This is what Agencia Brasil told on its 30th anniversary: On the afternoon of October 2, 1992, around 14:00, on the eve of the municipal elections, two prisoners began fighting in hall number nine, built in jail in the Caranmonero neighborhood, north of Sao Paulo, in the 1920s. The complex consisted of seven pavilions. At that time, there were 7,257 prisoners, 2,706 of whom were in the ninth ward, most of whom were persons who were serving the first prison sentence or who were pending trial.
"In Carandi the atmosphere was tense," said the priest Sidney Salles, who worked with the prisoners in Ponte's same story. The struggle for fear and life in this daily bread for those who lived under the care of the State. Every day there was a dispute between the prisoners, which was usually resolved in one of the corridors of the sentence we called 10th Street, where the prisoners wrestled with the knives and the strongest left alive.
The struggle between two prisoners initiated for drug issues quickly spread and became a rebellion. The prison director called the Military Police. After the failure to negotiate with the prisoners, the Police decided to use machine guns, rifles and pistols. 111 people died that day, most of them shot by the police. 89 were in pre-trial detention, not yet tried.
The photojournalist Paulo Sergio Pinheiros told him that after the massacre he was able to access it: "When I arrived, they were cleaning the hallways, but it was a water filled with blood. I had the opportunity to visit some cells and photograph them, and although I'm not a ballistics expert, it was clear that they were executions. By the height of the bullet marks inside the cell, it was observed that they were executions, as later proved by the coroners".
“It is considered the most serious action against human rights in the history of Brazil,” can be read in Euskera in the Wikipedia article on the event. Not those who shot, let alone those who ordered to shoot, that in 30 years no one has paid for those crimes.
A decade after Sarraskia in 2001, Colonel Ubiratan Guimarães, in charge of the operation, was sentenced to 620 years in prison for being responsible. However, in 2006, the Brazilian courts suspended the sentence on the grounds that the colonel only complied with the orders and thus liberated the only person who was convicted of the event.
However, the massacre caused great anger among Brazilian prisoners, who in 1993 formed an armed organization called Primeiro Command da Capital.
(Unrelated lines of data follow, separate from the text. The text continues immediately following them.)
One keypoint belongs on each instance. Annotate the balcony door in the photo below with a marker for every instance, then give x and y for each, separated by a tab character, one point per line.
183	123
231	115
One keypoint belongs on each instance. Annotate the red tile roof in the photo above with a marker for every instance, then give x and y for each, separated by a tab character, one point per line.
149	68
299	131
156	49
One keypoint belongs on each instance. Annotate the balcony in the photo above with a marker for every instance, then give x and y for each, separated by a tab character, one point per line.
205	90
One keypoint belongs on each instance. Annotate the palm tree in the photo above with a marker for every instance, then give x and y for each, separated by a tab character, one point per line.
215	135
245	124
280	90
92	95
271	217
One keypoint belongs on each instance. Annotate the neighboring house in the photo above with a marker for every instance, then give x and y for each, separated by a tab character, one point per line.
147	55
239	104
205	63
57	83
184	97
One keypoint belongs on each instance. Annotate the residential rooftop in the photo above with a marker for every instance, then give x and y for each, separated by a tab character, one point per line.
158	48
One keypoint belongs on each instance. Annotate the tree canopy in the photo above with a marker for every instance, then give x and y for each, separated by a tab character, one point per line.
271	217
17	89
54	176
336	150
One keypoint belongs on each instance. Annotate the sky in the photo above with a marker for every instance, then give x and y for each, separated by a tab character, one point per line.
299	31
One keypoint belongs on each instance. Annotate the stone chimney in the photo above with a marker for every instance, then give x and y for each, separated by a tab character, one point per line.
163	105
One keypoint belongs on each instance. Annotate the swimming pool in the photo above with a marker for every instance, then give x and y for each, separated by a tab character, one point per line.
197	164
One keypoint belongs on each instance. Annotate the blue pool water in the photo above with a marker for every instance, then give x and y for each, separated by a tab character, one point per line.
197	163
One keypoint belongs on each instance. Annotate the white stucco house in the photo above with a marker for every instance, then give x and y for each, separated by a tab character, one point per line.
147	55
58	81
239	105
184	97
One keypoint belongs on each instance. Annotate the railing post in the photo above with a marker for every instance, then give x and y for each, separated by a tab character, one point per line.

Soon after the death of the then prison director, José Ismael Pedrosa.
In 2013, 74 military police officers who participated in the massacre were convicted, but the fourth Criminal Chamber of the Court of Justice of São Paulo suspended its sentences in 2016.
Those who saved life that day say the deaths were more than those declared by the government. Witnesses recall that the official version initially stated that two prisoners died in Carandi, then eight, and that when the massacre was released, it was 111.
"We think the amount is much larger. No one agrees with the amount 111, only the State – says former Presidio Maurício Monteiro, Ponten. They recognize number 111, because it's the number of families that appeared in search of their families, but don't the families that abandoned the families, the ones that didn't receive visits? For the state, if no one asks for you, it doesn't exist."
The film Carandiri was screened on this event in 2003. Below you see the trailer. And the fans of the Brazilian group Sepultura may know the Manifest song, also composed from these facts.